Following on from corruption allegations in Russia, Armenia, Indonesia and the United States, including against our possible new US ambassador, comes the news that French finance minister, Dominique Strauss-Kahn, resigned Tuesday sparing his government the possibility of a messy ministerial court-case.
Strauss-Kahn was a close ally of Prime Minister Lionel Jospin and stepped down after it became clear a formal investigation against him in a fake payment scam was edging closer. Jospin had made ministerial integrity a centre-piece of his government after three ministers resigned in corruption scandals under the previous centre-right government.
"I am resigning, and I say this with conviction, it is in no way because I feel guilty." Struass-Kahn said.
After questioning him, investigating magistrates seized evidence showing that Strauss-Kahn had been paid for non-existent legal work, then letters forged and back-dated to suggest he had been properly commissioned to carry it out.
He was swiftly replaced by Christian Sautter, who has been budget secretary under Strauss-Kahn since the government came to power in mid-1997.
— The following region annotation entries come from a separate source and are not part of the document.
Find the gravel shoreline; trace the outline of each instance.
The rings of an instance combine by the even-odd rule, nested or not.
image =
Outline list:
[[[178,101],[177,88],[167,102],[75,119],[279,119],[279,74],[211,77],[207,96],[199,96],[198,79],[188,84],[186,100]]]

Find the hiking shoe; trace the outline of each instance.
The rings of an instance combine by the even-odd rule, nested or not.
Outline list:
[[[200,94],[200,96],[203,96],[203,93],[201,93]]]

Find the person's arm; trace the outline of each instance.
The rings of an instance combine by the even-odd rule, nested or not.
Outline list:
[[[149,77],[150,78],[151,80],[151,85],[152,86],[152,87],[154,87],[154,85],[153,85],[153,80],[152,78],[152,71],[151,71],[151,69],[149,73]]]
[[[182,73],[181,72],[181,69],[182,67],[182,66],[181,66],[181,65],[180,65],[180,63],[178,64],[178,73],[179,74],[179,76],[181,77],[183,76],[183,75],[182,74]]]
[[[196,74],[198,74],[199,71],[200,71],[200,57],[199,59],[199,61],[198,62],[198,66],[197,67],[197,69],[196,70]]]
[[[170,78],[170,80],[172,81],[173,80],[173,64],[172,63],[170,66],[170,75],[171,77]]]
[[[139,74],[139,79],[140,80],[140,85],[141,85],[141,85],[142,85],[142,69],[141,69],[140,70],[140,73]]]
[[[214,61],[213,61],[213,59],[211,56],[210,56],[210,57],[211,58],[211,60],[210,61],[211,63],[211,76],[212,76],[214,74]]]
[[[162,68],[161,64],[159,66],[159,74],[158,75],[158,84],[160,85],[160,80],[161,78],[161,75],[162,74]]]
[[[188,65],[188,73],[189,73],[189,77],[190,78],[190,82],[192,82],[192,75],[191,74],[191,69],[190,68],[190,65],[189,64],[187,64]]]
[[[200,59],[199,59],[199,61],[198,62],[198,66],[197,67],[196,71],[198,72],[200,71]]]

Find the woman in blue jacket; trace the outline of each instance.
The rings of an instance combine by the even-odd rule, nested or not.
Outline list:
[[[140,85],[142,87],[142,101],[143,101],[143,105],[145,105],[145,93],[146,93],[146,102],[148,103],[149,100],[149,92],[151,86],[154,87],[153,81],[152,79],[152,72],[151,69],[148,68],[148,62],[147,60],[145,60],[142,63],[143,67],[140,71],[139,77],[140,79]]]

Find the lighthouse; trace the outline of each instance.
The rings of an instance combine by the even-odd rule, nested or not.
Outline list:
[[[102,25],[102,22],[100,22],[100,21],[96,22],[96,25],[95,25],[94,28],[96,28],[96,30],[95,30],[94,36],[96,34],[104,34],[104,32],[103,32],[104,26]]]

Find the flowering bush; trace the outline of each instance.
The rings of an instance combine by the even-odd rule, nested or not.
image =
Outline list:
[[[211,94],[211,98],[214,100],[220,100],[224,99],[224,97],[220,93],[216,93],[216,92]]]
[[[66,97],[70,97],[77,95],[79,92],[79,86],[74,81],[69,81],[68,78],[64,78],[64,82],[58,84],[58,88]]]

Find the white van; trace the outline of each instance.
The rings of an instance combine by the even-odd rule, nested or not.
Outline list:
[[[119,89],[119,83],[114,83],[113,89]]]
Jospin paid tribute to Strauss-Kahn hoping he would be back. Strauss-Kahn's resignation is a blow to the socialist-led coalition because of his reputation as a pragmatic economist whose policies - such as a large privatisation campaign - won over business leaders and the country's trading partners.
Meanwhile, a UN sponsored report says corruption in South Asia is widespread in high levels of government and especially insidious because it hurts millions of poor people struggling to survive.
The 1999 report on human development in South Asia, released Monday, covers India, Pakistan, Bangladesh, Sri Lanka and Nepal.
It says corruption was one of the most damaging consequences of poor governance undermining investment and economic growth and deepens the extent of poverty.
"South Asia is facing a crisis of governance which, if unchecked, could halt the region's democratic progress and economic and social well-being of its teeming millions of people," the report warned.